Me peiné España de norte a sur en busca de incidentes ya incipientes, ya catastróficos y la conclusión fue ésta: El problema no afectaba a los camiones de carretera sino sólo a algunos dedicados a obras. Todos tenían chasis semejantes consistentes, básicamente, en sus dos largueros (de acero con alto contenido de carbono) y sus correspondientes travesaños, pero tenían una singular particularidad: la parte delantera (hasta el final de la cabina) era más ancha que el resto. Como los largueros eran continuos la diferencia de anchura se salvaba con una forma en zeta curvada de todo el perfil.


Los largueros que en apariencia son sólidos y resistentes son, además, como un queso gruyer: su alma está llena de agujeros para atornillar toda clase de soportes.


Los largueros llegaban a partirse por la zona ceta a causa de fisuras que partían de agujeros hechos en ella o en su entorno. Esos agujeros eran puro cilindro de manera que sus generatrices estaban a 90 0 del alma del perfil. Las fisuras se iniciaban en las circunferencias y podían avanzar tanto como para llegar a romper dichos largueros.


La solución de diseño para los largueros consistió en: eliminar los agujeros de la zona ceta; avellanar todos los agujeros y soldar una pletina a lo largo del ala superior a fin de aumentar su momento de inercia. El avellanado tenía por objeto evitar que la cabeza del tornillo de unión de un soporte al alma del larguero hiriera la circunferencia del alma.


Como los camiones afectados se dedicaban a obras (cosa para la que no estaban diseñados), Asistencia Técnica debía negociar con el cliente una solución que podía llegar al cambio del larguero. El hecho real era que la fatiga por torsión del chasis en su zona más vulnerable y trabajando el camión en el todoterreno, era la causa del desastre.

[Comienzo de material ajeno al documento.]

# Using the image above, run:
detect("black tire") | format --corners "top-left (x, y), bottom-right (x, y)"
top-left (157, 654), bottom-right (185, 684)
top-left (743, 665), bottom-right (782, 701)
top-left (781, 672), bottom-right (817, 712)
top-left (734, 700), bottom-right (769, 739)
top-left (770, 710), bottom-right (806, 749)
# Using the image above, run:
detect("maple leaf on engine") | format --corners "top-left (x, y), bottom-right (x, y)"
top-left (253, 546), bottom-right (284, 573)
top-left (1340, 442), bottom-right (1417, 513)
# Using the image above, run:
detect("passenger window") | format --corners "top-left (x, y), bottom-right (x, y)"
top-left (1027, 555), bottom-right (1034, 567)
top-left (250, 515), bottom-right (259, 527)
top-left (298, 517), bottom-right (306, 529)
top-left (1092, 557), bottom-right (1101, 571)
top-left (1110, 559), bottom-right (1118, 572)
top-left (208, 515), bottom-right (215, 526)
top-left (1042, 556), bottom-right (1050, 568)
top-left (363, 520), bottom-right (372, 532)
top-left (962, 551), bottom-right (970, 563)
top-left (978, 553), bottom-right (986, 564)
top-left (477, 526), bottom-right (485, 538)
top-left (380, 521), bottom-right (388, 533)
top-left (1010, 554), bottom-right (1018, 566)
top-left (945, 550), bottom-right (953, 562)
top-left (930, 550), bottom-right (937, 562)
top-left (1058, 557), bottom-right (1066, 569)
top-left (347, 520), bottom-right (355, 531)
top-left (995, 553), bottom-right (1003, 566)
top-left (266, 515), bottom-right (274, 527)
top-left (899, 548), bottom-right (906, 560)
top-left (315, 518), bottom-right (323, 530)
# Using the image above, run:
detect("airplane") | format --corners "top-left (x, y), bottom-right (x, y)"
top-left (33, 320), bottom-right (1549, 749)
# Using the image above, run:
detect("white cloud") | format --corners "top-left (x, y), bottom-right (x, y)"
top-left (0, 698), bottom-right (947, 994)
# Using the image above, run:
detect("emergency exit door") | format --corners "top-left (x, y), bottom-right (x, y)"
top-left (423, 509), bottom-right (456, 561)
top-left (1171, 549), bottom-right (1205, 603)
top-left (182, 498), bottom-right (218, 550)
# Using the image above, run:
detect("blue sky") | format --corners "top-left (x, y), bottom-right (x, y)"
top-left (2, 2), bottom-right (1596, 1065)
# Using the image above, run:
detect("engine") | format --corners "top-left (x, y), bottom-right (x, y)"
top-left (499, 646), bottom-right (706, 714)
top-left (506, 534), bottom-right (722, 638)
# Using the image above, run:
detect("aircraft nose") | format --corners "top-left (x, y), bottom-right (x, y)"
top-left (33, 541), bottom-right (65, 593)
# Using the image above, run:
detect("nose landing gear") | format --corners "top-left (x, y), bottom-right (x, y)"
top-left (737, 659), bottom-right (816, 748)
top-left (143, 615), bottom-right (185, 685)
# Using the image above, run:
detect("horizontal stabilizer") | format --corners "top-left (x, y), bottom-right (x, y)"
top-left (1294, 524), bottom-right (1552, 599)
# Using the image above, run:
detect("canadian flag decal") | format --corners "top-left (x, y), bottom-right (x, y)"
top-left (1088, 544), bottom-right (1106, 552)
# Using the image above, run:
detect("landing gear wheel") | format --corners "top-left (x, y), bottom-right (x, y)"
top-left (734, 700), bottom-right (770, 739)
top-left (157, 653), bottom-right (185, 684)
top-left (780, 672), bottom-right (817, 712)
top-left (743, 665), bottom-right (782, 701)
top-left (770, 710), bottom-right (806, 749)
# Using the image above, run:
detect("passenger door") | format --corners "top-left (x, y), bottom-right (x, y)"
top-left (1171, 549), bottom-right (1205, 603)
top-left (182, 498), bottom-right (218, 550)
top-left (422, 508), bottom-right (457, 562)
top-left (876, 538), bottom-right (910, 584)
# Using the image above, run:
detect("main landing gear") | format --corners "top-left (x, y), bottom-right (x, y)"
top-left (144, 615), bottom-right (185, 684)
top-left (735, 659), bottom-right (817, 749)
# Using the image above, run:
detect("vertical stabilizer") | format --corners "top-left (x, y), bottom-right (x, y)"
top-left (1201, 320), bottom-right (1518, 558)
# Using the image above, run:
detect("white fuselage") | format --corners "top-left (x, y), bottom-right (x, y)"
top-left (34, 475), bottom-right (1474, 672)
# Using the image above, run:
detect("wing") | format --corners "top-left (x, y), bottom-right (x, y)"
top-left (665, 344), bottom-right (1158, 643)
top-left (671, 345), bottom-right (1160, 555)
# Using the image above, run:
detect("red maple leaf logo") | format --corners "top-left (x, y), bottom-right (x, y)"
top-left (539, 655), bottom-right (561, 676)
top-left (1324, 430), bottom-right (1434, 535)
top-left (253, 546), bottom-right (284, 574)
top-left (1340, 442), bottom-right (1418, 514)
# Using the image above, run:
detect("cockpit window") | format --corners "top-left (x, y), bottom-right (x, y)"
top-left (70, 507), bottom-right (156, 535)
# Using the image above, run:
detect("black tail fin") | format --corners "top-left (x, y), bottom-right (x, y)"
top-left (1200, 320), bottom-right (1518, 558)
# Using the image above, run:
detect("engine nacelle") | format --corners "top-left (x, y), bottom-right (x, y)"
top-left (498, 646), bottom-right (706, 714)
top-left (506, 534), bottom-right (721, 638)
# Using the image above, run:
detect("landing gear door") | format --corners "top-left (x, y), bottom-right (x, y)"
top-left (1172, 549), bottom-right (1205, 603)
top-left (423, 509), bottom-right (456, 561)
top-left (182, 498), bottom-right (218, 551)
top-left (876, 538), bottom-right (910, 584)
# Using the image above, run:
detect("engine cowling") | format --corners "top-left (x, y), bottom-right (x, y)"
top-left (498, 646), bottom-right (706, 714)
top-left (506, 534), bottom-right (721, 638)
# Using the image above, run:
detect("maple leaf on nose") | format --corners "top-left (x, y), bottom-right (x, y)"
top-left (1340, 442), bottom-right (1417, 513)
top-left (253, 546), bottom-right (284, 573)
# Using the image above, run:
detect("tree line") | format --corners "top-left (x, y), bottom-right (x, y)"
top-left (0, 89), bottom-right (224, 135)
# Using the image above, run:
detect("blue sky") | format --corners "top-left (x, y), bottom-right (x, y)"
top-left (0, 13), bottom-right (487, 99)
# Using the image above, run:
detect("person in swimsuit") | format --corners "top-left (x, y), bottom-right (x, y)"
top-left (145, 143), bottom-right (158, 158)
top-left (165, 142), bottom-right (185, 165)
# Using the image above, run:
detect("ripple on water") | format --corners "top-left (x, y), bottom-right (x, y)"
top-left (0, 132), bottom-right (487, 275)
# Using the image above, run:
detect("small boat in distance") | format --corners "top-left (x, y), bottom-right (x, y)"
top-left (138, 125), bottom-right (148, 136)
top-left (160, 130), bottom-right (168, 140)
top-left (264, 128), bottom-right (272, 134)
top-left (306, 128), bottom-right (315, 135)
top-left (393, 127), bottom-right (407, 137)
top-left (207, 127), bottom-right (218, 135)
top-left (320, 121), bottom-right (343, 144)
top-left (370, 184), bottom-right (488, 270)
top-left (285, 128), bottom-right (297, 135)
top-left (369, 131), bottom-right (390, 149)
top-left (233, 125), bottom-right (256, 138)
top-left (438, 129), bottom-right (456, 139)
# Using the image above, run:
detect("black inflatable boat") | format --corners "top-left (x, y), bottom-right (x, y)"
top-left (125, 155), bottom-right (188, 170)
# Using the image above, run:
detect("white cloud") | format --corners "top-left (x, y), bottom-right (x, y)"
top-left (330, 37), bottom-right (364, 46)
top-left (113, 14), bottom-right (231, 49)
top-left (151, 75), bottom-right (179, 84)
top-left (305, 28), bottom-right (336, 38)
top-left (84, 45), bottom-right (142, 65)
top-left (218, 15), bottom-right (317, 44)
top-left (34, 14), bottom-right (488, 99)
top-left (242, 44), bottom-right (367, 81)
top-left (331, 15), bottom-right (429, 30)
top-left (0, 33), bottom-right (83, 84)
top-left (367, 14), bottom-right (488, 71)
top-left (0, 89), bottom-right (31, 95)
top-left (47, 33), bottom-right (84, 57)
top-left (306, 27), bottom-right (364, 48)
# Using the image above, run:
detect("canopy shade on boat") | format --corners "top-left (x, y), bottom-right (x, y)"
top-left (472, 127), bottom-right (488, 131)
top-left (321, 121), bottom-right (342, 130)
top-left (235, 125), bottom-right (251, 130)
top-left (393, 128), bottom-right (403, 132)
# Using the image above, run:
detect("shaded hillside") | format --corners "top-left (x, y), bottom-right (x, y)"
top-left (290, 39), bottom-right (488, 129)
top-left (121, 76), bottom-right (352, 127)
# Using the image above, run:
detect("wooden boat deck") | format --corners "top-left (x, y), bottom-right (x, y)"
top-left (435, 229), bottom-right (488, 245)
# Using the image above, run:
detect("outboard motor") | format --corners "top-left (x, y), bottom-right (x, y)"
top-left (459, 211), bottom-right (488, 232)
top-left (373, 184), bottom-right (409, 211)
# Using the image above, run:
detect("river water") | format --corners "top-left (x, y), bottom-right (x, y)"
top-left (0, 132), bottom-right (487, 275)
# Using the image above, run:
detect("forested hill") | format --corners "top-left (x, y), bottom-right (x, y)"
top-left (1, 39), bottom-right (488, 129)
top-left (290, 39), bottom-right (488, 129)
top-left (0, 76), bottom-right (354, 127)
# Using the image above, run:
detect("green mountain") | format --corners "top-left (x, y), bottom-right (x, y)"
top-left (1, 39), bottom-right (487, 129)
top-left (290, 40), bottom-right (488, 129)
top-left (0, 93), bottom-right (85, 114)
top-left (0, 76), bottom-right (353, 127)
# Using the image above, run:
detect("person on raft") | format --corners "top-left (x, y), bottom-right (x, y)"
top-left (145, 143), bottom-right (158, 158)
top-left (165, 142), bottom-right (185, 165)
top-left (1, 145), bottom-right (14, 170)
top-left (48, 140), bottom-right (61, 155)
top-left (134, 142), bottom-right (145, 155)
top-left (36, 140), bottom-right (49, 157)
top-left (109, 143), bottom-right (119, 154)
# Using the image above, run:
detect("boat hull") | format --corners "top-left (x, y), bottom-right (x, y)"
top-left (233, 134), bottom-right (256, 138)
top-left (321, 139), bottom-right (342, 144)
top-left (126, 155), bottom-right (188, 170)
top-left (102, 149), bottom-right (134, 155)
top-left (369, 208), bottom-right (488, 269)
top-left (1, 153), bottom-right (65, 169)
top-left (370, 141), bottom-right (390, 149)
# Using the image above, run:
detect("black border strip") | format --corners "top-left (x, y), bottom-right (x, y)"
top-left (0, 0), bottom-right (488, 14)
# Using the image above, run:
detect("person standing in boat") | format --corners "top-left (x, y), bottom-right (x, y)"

Siguiendo con el Comet y el desconcierto en De Havillant habrá que decir que el tal desconcierto terminó cuando la fábrica cerró después de varios intentos de mejora de los diseños del avión. Lo que sí quedó en el aire fue el típico humor inglés (más negro que el sobaco de un grillo, en este caso) que se expresaba así:


“La fábrica abrió un concurso de ideas entre todos los empleados para elegir la mejor que pudiera resolver el problema. La premiada fue una bien singular que proponía practicar en las alas al lado de su empotramiento en el fuselaje un alineamiento de agujeros que las traspasara.”


El genial autor era un empleado de limpieza de los retretes de fábrica que afirmaba haber observado que el papel higiénico nunca se rompe por la línea de agujeros que limita el tamaño de cada servicio.




(1) La fatiga a que sometían al fuselaje los cambios de la alta presión interna hay que entenderlos como consecuencia de las maniobras de aterrizaje y despegue y de otras obligadas por los planes de vuelo. Así pues la gran altitud máxima alcanzable, y el consiguiente grado de presurización del aparato variaba según las circunstancias.